10 artistic favourites on the Côte d’Azur

Picasso, Bonnard, Matisse, Chagall and Renoir... the Côte d’Azur inspired a great many artists. All succumbed to the beauty of its landscapes, the mildness of its climate and the light bathing its coast and hinterland, its seaside resorts and hilltop villages. No wonder, then, that the Côte d’Azur is home to so many museums and cultural spots bursting with works, always embracing the blue of the sky and the Mediterranean.

Vallauris: The Picasso National Museum

Antibes, Juan-les-Pins, Vallauris, Cannes, Mougins... Picasso loved the French Riviera and stayed there for almost 30 years, leaving behind many traces. In the chateau at Vallauris (which also houses the Museum of Ceramics), the Pablo Picasso Museum presents with two grandiose frescoes: “War and Peace” and “The Four Parts of the World”, the exceptional space of the Romanesque chapel. It’s a sacred and universal anchorage for the last great political work of the artist.
Pablo Picasso Museum (External link)

Nice: Marc Chagall National Museum

With over 800 paintings, gouaches, drawings, watercolours and pastels, the permanent collection at the Marc Chagall National Museum in Nice is the largest public collection of works by the artist in the world. It covers over 900 square metres, with an impressive auditorium famous for its three large windows evoking the Creation of the World.
Marc Chagall National Museum (External link)

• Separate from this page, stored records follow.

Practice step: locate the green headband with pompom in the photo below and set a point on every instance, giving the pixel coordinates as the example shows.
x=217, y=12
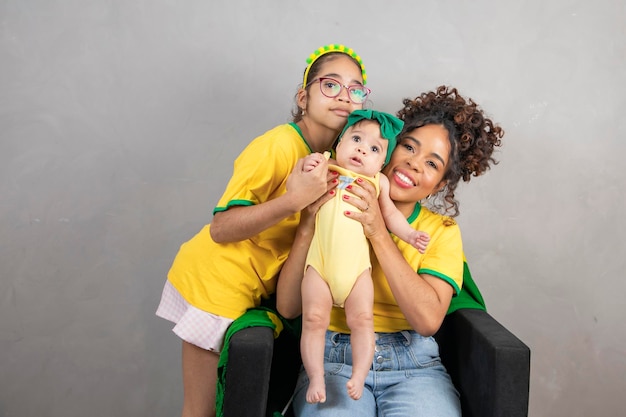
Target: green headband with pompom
x=333, y=48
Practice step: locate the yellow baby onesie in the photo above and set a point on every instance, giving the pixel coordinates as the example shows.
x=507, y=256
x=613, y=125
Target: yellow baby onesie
x=339, y=251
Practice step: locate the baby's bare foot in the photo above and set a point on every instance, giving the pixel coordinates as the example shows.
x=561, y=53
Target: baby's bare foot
x=355, y=389
x=316, y=393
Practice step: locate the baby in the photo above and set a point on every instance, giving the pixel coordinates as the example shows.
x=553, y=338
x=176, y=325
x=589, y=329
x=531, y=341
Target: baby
x=338, y=268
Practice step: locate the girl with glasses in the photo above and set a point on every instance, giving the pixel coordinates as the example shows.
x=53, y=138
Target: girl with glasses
x=231, y=264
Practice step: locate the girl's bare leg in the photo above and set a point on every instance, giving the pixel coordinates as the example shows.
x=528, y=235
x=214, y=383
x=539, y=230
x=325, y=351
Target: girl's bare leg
x=359, y=315
x=316, y=305
x=199, y=381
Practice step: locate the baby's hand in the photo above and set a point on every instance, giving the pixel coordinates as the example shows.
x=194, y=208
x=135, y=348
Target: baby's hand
x=311, y=161
x=419, y=240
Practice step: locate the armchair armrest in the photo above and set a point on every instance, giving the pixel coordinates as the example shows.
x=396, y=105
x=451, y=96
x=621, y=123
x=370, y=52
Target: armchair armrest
x=248, y=373
x=488, y=364
x=262, y=372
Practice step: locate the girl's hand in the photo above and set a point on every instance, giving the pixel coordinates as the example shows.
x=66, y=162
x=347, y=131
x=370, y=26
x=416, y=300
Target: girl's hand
x=288, y=297
x=307, y=182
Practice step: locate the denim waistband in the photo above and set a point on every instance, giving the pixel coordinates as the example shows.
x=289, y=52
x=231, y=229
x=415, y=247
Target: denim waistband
x=404, y=337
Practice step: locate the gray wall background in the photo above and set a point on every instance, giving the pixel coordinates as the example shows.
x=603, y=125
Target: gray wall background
x=119, y=122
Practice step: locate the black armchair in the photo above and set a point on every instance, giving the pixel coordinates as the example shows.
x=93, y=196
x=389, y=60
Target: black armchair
x=488, y=364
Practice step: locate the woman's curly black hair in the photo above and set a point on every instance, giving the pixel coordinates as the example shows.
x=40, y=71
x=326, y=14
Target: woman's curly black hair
x=472, y=135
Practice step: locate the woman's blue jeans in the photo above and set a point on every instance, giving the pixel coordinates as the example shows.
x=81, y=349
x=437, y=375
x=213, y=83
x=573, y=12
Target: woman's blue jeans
x=407, y=379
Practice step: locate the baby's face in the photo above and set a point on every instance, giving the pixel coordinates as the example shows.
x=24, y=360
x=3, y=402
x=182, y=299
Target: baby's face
x=362, y=149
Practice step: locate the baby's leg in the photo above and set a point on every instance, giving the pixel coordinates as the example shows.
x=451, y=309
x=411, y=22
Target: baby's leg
x=359, y=315
x=317, y=302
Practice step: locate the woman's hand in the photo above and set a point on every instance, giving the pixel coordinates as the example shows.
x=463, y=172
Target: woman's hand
x=363, y=197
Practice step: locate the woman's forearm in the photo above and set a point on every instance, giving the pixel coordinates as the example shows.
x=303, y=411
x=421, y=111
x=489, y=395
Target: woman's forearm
x=423, y=299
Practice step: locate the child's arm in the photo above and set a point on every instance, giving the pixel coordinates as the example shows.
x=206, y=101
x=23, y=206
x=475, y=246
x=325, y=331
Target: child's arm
x=242, y=222
x=395, y=221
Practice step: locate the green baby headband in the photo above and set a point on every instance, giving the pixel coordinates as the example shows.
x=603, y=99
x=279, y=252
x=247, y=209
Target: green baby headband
x=332, y=48
x=390, y=126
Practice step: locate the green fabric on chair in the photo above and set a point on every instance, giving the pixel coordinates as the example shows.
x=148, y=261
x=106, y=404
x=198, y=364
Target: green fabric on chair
x=260, y=316
x=470, y=296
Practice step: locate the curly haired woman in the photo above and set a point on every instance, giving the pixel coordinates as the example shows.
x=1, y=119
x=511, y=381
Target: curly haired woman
x=446, y=138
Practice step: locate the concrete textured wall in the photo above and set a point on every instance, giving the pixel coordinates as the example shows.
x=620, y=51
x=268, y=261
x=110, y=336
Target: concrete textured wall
x=119, y=122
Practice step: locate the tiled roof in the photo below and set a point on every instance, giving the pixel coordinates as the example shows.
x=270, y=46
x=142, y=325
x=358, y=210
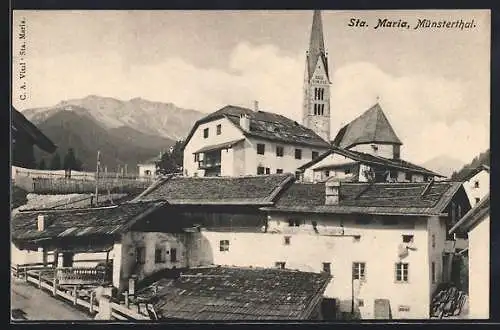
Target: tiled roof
x=371, y=159
x=471, y=218
x=244, y=190
x=266, y=125
x=219, y=146
x=377, y=198
x=20, y=123
x=371, y=127
x=223, y=293
x=106, y=221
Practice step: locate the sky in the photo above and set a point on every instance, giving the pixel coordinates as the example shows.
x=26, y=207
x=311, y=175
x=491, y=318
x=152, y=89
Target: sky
x=433, y=84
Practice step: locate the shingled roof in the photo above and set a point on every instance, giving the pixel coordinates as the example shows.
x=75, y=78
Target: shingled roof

Saint-Paul-de-Vence: Fondation Maeght

Modern and contemporary art couldn’t find a more beautiful setting than this architectural ensemble, conceived by Josef Lluis Sert on the heights of the Côte d’Azur for Aimé and Marguerite Maeght and their friends Giacometti, Miro, Calder and Chagall. With garden sculptures, an agora, a labyrinth, mosaics and a fountain, plus exhibition rooms opening onto patios and terraces and the song of cicadas: here, time stands still.
Fondation Maeght (External link)

Cannet: Bonnard Museum

In Le Cannet near Cannes, in a Belle-Époque villa reminiscent of the one where Pierre Bonnard settled in the 1920s with his wife and muse, the world’s first museum entirely dedicated to the work of the great painter opened in 2011. The paintings on display demonstrate the inspiration Bonnard took from the landscapes and beautiful light of the Côte d’Azur.
Bonnard Museum (External link)

Biot: Fernand Léger National Museum

A large Mediterranean garden and monumental coloured mosaics on the façade… The National Fernand Léger Museum, at the foot of the village of Biot, makes use of both the exterior and interior to show off the work of the painter, a major figure in 20th-century art. Over 450 works from 1905 to 1955 are exhibited. It’s unique in the world.
National Fernand Léger Museum (External link)

Roquebrune-Cap Martin: Villa Eileen Gray

Imagine a promontory stretching out to the Mediterranean, a picturesque village overlooking it and dream villas scattered between garrigue and pine forests with breathtaking views of the great blue... The Côte d’Azur in all its splendour is incarnated in Roquebrune-Cap-Martin. It’s particularly worth a visit for Le Corbusier’s Cabanon or the Villa E-1027 by Eileen Gray, an icon of modern architecture built in 1927 and very avant-garde.
Villa E-1027 by Eileen Gray (External link)

Nice: The MAMAC

Visitors flock here for the interesting collection of modern and contemporary art but also for the large terraces with views, like lookouts on the city. On one of them, go with Yves Klein and his wall of fire. On the forecourt, it’s the monumental sculptures of Alexandre Calder and Niki de Saint-Phalle that will stop you in your tracks.
MAMAC (External link)

Vence: Matisse’s Chapel of the Rosary

Matisse had a long-standing love affair with the Côte d’Azur and left his mark in many places, notably on the heights of Nice (in the museum dedicated to him) but also and especially in Vence, where his Chapel of the Rosary and personal home Villa La Rêve were built. Take a walk in the villa’s beautiful gardens; the view of the hills overlooking Vence is sublime.
Matisse Chapel (External link)

In Cagnes-sur-Mer: Renoir Museum

Pierre-Auguste Renoir spent the last years of his life in the field of Collettes, among century-old olive trees. Transformed into a museum, the house whose windows open to a superb view towards Cap d’Antibes offers a moving testimony to the familiar and creative world of this Impressionist master.
Renoir Museum (External link)

Porquerolles: Fondation Carmignac

An experience: this is what it’s like to visit the Fondation Carmignac, hidden in the basement of a Provençal farmhouse on the island of Porquerolles. First you must take a boat, then cross undergrowth, vineyards and olive groves before you can explore – barefoot! – the unusual collection of Edouard Carmignac, in which Botticelli and Andy Warhol rub shoulders. Two sculpture gardens, including a glass labyrinth, complete this inimitable place.